Oleh Frans Maniagasi
Pengamat politik Lokal Papua
REALITAS politik Indonesia dari aspek geografik dan demografi tidak dapat disangkal bahwa sebagian warga bangsanya memiliki kesamaan ras dan budaya dengan negara-negara di kawasan pasifik selatan. Negara-negara pasifik yang penduduknya ber-ras Melanesia sama seperti ras masyarakat Papua.
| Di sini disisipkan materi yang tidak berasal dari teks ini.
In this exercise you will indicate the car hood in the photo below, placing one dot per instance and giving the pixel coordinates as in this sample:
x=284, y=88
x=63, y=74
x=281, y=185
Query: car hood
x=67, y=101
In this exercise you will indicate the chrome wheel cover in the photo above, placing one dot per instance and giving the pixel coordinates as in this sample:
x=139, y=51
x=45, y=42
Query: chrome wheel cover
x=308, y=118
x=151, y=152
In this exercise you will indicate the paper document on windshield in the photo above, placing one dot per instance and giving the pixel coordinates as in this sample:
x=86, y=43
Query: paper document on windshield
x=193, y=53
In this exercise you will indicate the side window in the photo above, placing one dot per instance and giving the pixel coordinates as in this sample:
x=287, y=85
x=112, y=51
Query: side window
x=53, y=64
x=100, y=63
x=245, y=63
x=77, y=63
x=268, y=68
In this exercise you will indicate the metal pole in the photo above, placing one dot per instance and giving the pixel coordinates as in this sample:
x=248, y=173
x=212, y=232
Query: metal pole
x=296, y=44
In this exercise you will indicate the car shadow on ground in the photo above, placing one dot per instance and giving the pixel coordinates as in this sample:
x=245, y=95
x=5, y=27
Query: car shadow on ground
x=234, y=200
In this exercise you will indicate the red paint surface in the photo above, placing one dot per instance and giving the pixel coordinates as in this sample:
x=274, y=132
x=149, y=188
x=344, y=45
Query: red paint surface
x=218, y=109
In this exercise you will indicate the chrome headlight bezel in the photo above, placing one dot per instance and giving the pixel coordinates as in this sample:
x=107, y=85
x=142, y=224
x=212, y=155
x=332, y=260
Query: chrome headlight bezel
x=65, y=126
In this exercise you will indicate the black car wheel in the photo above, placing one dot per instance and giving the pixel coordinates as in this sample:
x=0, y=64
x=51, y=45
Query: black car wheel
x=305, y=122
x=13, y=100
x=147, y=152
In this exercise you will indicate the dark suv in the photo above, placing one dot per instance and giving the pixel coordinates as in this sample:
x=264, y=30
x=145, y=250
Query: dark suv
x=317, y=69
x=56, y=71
Oleh karena itu dalam diplomasi membutuhkan afirmasi untuk menunjukkan kelayakan Indonesia juga ber-ras Melanesia sehingga memerlukan perlakuan yang setara dengan warga negara lain dalam NKRI. Wujud dari perlakuan itu adalah penyelesaian konflik di Papua mesti dituntaskan sebelum berakhirnya Pemerintahan Presiden Joko Widodo dan Wapres KH Ma’ruf Amin. Mengapa?
Alasannya, sebagian negara-negara pasifik selatan sudah lama mendukung kemerdekaan Papua dari Indonesia. Maka wajar dan layak bagi Indonesia untuk menyelesaikan konflik dan kekerasan yang intensitasnya semakin meninggi terutama di wilayah Provinsi Papua Pegunungan.
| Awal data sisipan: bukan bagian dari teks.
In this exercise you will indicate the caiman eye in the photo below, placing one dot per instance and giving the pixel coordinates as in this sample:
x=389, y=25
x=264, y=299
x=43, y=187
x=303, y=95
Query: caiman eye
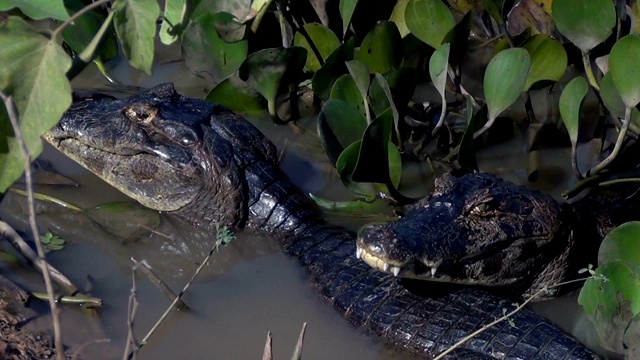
x=483, y=208
x=140, y=113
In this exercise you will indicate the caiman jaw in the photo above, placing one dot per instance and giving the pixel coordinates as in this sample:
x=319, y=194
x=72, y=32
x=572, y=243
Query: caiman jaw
x=408, y=269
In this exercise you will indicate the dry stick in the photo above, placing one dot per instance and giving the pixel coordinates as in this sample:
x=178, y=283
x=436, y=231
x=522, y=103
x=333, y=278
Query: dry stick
x=173, y=303
x=166, y=290
x=13, y=118
x=504, y=317
x=131, y=314
x=23, y=248
x=83, y=300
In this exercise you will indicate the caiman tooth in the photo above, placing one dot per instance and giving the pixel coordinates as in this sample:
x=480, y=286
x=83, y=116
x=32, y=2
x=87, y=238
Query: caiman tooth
x=395, y=270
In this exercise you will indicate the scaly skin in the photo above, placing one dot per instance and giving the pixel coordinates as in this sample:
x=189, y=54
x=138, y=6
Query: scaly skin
x=206, y=164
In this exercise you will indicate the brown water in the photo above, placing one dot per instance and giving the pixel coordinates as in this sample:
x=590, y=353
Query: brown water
x=249, y=288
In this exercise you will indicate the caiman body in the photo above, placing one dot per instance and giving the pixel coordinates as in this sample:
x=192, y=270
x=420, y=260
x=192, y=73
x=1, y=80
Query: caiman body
x=202, y=162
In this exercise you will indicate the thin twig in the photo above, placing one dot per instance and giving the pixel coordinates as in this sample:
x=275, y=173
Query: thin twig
x=83, y=300
x=25, y=250
x=13, y=118
x=75, y=16
x=505, y=317
x=166, y=290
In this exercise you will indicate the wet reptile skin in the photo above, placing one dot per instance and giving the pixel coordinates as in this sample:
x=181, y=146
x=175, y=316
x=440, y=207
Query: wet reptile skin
x=206, y=164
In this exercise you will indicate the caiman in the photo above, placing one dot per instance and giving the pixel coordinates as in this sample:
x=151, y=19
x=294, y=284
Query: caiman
x=202, y=162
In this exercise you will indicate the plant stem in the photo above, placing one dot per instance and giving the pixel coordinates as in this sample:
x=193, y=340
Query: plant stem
x=589, y=71
x=75, y=16
x=13, y=118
Kalau diplomasi Indonesia terhadap negara-negara di Pasifik bahwa kedaulatan dan keutuhan wilayah teritorial dari Sabang sampai Merauke, tak ada pilihan lain solusi konflik dan kekerasan di Papua sehingga mesti menjadi agenda prioritas dan mendesak dari pemeritah.
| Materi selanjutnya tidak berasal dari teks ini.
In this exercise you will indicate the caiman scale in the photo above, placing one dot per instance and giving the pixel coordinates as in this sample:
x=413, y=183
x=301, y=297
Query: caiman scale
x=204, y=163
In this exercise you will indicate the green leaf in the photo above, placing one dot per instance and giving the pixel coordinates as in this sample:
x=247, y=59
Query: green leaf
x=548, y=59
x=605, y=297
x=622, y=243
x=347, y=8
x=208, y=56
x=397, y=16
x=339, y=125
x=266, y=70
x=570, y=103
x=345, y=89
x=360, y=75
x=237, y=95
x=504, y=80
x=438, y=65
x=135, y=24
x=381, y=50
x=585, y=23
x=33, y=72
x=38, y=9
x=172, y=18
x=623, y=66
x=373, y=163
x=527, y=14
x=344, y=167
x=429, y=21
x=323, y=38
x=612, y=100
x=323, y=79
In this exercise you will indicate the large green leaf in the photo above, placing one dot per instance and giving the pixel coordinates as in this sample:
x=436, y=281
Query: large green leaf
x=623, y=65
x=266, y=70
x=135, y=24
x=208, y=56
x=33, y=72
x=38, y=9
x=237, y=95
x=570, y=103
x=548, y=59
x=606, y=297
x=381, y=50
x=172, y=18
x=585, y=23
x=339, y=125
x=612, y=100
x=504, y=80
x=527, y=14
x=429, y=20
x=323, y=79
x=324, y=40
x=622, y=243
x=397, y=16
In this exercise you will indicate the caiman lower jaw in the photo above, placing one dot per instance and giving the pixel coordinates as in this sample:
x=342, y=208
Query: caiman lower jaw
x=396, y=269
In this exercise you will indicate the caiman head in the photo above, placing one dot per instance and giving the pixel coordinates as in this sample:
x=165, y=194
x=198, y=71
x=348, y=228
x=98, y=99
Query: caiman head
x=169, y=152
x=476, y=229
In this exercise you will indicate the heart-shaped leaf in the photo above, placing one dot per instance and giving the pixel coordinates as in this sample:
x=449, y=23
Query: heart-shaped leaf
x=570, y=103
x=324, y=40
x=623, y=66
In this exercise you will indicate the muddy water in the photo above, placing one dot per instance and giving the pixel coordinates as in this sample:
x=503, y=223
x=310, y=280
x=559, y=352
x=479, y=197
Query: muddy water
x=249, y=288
Tanpa upaya ke arah penyelesaian konflik dan kekerasan maka selama itu pun akan menjadi amunisi bagi negara-negara serumpun Melanesia untuk terus menyokong kemerdekaan Papua. Retorika diplomasi keutuhan kedaulatan Indonesia atas Papua tak dapat hanya menjadi kampanye dan dekorasi diplomasi Indonesi tapi kemauan politik dan perwujudan penyelesaian konflik perlu dibuktikan.
Konflik Papua
Jika Indonesia menantang pendudukan Israel atas Palestina, maka pada saat yang sama pun pemerintah mestinya memperlihatkan sikap yang sama untuk penyelesaian konflik dan kekerasan di Papua. Sehingga tidak diskriminasi dalam mendukung Palestina dan menganaktirikan penyelesaian konflik Papua. Dengan itu kita menampik politik standar ganda Indonesia dalam mendukung Palestina dan penyelesaian soal Papua.
Indonesia tak dapat berdalil bahwa isu Papua adalah urusan dalam negeri, di era globalisasi yang dicoraki oleh kecanggihan teknologi informasi dan digitalisasi akan mengkapitalisasi masalah sekecil apa pun yang terjadi di belahan dunia apalagi menyangkut kemanusiaan, otomatis menjadi opini dan konsumsi komunitas internasional.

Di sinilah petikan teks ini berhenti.